故に表面上は元に戻るが、失われた血や気力、体力等は戻らない。
「てめええええ!!!」
腕のケガが治ると、ロイドは俺を睨みつけ、俺はそれに冷やかな視線を返す。
「お前の所為でどれだけミアが傷ついたと思ってるんだ。今の一発はミアの分だと思え……。……ちなみに次の一発もミアの分だし、その次もミアの分だ」
暴論である。だが、相手はそれだけのことをやっているのだ。
殺生はしないが、罰は受けて当然。因果応報である。
「おい、誰か。ロイドにレンタル用の盾を持ってきてやれ」
訓練で使うギルドの貸し出しタワーシールド。
先程ロイドが使っていた物より一回り小さく、レンタル用だけあって傷だらけ。
俺は曲がって使えなくなったハンマーを投げ捨てると、予備のハンマーを拾い上げる。
両者の準備が出来たことを確認し、バイスの合図で再度防御魔法がかけられると、二回戦が始まった。
「始め!」
「”鉄壁” ”要塞” ”堅牢”!!」
盾職のスキルは細かい違いがあれど、基本的には防御力を向上させるものが大半を占める。
ようやく本気になったということだろう。
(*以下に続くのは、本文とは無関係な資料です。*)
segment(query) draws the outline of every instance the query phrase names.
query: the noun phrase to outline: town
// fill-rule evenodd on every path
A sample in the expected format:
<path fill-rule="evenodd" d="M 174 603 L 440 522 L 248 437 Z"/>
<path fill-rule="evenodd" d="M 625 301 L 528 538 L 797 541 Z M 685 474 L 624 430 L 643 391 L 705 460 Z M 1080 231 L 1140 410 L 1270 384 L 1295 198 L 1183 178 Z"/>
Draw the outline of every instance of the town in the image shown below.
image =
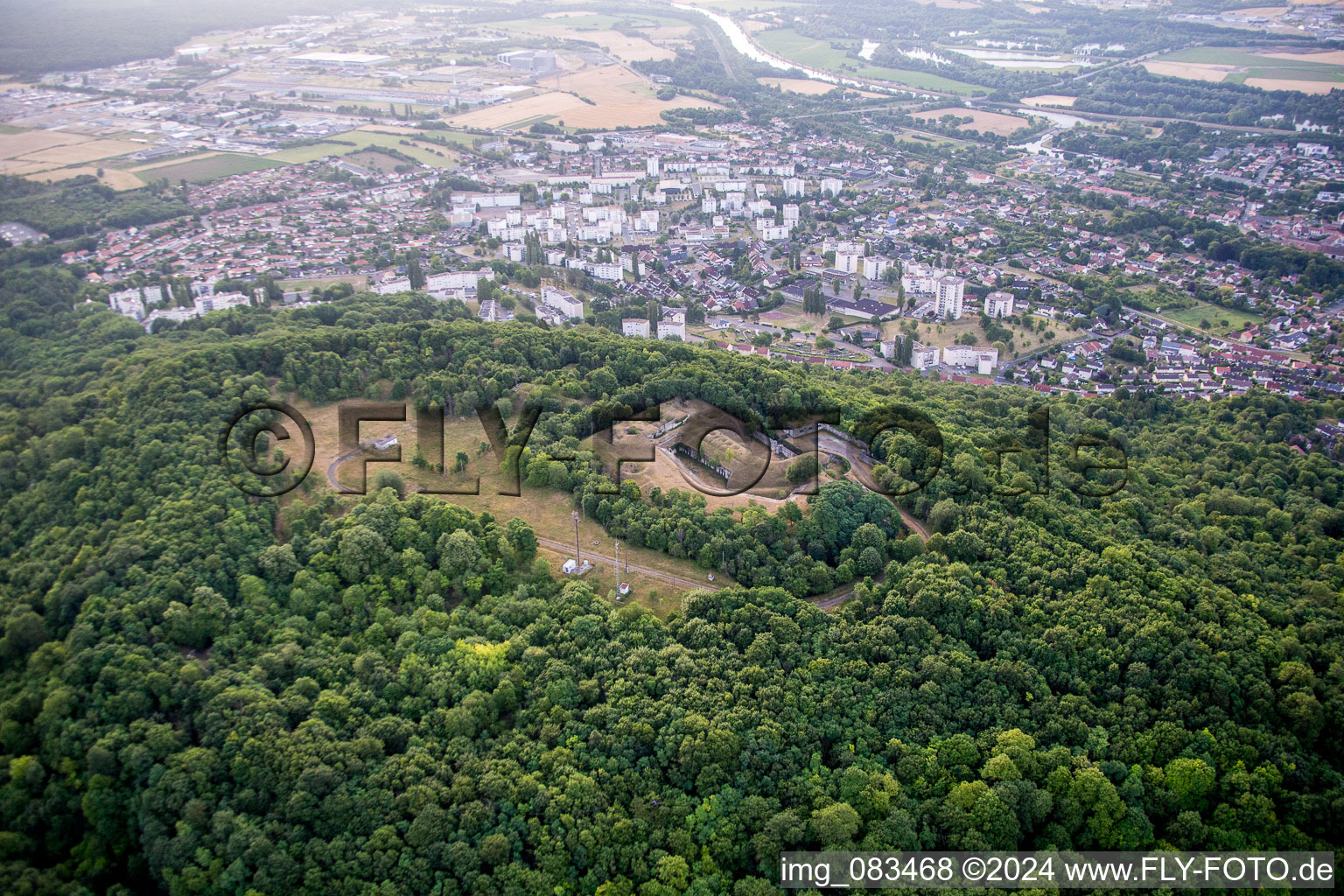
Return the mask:
<path fill-rule="evenodd" d="M 60 261 L 153 332 L 235 306 L 418 292 L 492 322 L 589 324 L 1043 394 L 1344 391 L 1344 301 L 1321 265 L 1284 275 L 1219 251 L 1235 238 L 1344 258 L 1344 163 L 1312 128 L 1274 140 L 1204 130 L 1207 152 L 1154 161 L 1134 145 L 1179 126 L 1122 140 L 1040 110 L 1013 118 L 1003 161 L 976 168 L 910 140 L 874 153 L 785 116 L 523 126 L 526 109 L 509 107 L 547 79 L 665 78 L 614 51 L 511 50 L 516 35 L 488 27 L 458 35 L 477 47 L 470 64 L 409 73 L 340 40 L 370 28 L 384 44 L 406 34 L 401 20 L 296 17 L 251 44 L 191 44 L 0 95 L 0 117 L 30 133 L 152 134 L 118 173 L 163 172 L 196 212 L 109 228 Z M 152 86 L 169 77 L 171 89 Z M 386 105 L 364 105 L 375 99 Z M 927 130 L 907 129 L 915 140 L 1009 118 L 909 99 L 943 105 L 919 114 Z M 681 102 L 667 101 L 695 111 Z M 417 111 L 434 103 L 449 124 Z M 508 126 L 472 126 L 482 111 Z M 258 167 L 172 184 L 202 150 L 195 164 L 230 152 Z M 160 161 L 181 153 L 187 163 Z M 1193 226 L 1173 238 L 1173 216 Z M 9 242 L 44 236 L 9 228 Z"/>

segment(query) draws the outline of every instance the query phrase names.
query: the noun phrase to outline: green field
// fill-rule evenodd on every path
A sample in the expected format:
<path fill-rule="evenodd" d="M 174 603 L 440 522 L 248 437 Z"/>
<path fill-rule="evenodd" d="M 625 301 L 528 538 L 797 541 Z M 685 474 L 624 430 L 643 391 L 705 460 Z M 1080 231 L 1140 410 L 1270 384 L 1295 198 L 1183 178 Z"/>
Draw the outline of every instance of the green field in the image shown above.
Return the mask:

であれば、先程より強く殴ってもいいのだ。
鈍器適性に対する力加減は、ある程度慣れた。コット村の宿屋増設工事で握ったトンカチの数だけ、経験を積んでいるのだ。
今や元の世界と同等位にはコントロール出来るようになっている。
それもこれも棟梁のおかげではあるが、今は思い出に浸っている場合ではない。
ロイドは動く気配を見せず、ガン待ちの構え。だが、結局は同じことの繰り返し。
間合いに入るとハンマーを振り上げ、力を込めて勢いよく振り下ろす。
金属を激しく叩きつけた衝撃音が辺りに轟き、ロイドはのしかかる重圧に耐えきれず、膝をつく。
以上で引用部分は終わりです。